…В 1987-м приятель позвал в гости «на котлеты». Вечер, окраина Москвы, две дамы, вдобавок какая-то старуха; котлеты вкусные (с голодухи-то), но никакого желания продолжить праздник. А приятель вдруг: «Аллочка, спойте что-нибудь», и старуха потянулась к гитаре. Мысль: ужас, только этого не хватало, не успел уйти — теперь страдай из вежливости. Но первый аккорд, первое слово, и — мысль другая: этого не может быть! Стены тесной хрущобы исчезли, перед нами пела великая русская эстрада — Вертинский, Лещенко, Изабелла Юрьева… Русский романс с цыганскими заходами. То, от чего с ума сходили Пушкин, Толстой и вся Россия, а после 1917-го — вся Европа, Румыния, Париж…
— Откуда это у вас?
— Но я же с ними со всеми пела — с Лещенко, с Вертинским…

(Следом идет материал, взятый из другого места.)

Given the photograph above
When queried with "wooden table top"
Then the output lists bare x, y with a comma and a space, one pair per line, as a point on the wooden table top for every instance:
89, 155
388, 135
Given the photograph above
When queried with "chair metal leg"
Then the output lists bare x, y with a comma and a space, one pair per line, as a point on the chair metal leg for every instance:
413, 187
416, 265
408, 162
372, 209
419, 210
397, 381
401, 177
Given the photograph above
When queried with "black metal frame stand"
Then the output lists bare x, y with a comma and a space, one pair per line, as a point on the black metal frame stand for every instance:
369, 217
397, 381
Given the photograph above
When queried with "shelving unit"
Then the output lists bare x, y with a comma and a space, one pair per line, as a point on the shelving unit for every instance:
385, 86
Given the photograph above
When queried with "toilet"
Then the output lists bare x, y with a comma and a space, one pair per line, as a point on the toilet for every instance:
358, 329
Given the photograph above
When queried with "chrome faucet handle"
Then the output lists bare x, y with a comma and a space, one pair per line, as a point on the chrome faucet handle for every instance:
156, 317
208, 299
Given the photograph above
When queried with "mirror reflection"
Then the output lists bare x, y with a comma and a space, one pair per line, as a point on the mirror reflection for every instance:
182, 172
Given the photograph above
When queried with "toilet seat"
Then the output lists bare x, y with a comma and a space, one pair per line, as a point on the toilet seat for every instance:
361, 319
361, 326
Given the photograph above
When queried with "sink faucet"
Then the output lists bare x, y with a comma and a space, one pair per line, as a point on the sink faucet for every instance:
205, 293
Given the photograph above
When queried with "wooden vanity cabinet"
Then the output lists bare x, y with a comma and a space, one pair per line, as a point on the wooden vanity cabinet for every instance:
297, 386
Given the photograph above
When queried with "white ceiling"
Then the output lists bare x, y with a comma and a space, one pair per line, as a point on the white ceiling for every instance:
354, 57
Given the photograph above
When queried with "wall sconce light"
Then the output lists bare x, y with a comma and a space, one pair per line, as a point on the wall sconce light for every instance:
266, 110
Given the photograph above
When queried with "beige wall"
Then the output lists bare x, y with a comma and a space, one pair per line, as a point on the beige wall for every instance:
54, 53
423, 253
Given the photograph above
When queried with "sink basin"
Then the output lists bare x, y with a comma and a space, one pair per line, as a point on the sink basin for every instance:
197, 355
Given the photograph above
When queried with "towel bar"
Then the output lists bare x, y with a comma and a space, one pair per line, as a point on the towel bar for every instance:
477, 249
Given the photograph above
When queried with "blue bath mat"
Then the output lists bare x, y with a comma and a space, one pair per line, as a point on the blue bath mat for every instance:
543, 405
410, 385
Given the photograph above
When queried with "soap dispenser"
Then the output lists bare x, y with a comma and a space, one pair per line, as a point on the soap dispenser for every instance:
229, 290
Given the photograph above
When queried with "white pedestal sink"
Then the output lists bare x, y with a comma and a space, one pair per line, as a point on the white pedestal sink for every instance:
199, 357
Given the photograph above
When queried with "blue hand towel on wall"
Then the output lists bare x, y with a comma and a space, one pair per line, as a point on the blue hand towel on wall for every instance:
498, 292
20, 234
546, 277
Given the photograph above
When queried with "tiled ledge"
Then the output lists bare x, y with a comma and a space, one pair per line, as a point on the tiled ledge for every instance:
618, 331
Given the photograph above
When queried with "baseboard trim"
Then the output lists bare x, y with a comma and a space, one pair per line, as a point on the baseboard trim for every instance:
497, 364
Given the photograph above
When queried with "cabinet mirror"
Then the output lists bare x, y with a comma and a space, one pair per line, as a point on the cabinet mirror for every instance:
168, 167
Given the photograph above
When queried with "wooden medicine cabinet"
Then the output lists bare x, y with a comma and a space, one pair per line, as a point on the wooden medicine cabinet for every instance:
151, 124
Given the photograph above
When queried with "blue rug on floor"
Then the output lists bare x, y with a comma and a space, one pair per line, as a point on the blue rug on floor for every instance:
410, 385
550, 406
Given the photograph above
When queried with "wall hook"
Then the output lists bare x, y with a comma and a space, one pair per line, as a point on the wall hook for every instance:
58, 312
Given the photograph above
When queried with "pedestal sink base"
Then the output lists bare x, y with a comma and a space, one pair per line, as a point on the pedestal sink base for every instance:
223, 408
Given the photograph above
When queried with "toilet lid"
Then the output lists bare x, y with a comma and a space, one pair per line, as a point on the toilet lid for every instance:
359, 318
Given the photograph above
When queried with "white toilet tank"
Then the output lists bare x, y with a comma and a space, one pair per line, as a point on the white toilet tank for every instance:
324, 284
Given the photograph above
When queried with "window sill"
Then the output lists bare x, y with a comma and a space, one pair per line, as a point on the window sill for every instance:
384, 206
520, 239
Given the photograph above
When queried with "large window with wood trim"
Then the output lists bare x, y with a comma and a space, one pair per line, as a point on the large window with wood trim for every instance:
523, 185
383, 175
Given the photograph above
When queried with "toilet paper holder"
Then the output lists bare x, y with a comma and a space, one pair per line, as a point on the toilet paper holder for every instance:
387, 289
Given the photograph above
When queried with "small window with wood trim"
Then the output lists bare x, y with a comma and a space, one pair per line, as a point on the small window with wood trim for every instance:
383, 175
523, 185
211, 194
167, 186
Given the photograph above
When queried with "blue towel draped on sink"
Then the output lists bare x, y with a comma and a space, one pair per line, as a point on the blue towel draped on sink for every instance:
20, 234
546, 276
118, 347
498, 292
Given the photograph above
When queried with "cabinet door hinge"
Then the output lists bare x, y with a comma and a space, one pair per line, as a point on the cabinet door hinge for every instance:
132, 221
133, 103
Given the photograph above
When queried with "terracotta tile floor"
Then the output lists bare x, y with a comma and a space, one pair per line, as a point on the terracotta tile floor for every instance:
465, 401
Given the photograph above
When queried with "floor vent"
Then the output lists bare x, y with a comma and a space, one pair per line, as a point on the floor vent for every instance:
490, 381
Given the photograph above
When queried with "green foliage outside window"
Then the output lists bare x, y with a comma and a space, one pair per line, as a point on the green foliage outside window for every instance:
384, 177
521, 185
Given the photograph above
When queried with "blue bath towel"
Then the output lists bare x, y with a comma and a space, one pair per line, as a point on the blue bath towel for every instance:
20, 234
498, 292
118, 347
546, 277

Это была Алла Баянова, которую тогда в СССР никто не знал. На следующий день я пришёл в Дом актёра на углу Горького и Пушки (который тогда еще не сожгли, чтобы украсть), к директору Маргарите Эскиной, и стал уговаривать её, чтобы она дала сцену для концерта старухи, с которой я вчера познакомился. Эскина смотрела как на сумасшедшего, но клятвы («если даст, то не пожалеет, а если не даст — всю жизнь будет жалеть») подействовали.
— О сольном концерте не может быть и речи. Но скоро у нас вечер для ветеранов сцены — сборная солянка в честь 23 февраля. Пусть споёт одну песню.
— Три!
— Две. И отстань.
Баянову выпустили где-то на сороковой минуте. Она спела один романс, второй, публика орала, спела третий, четвёртый, пятый… Публика сошла с ума, не отпускала. Эскина металась, не зная, как утащить Баянову со сцены. Сборная солянка на глазах превращалась в сольник.
И всё. И больше ни я, ни Эскина никогда не понадобились. Без рекламы, без телевидения (а интернета тогда вообще не было) — без всяких усилий засияла эта звезда эстрады. Ей было 73 года.
Ей было 96, когда она дала последний концерт.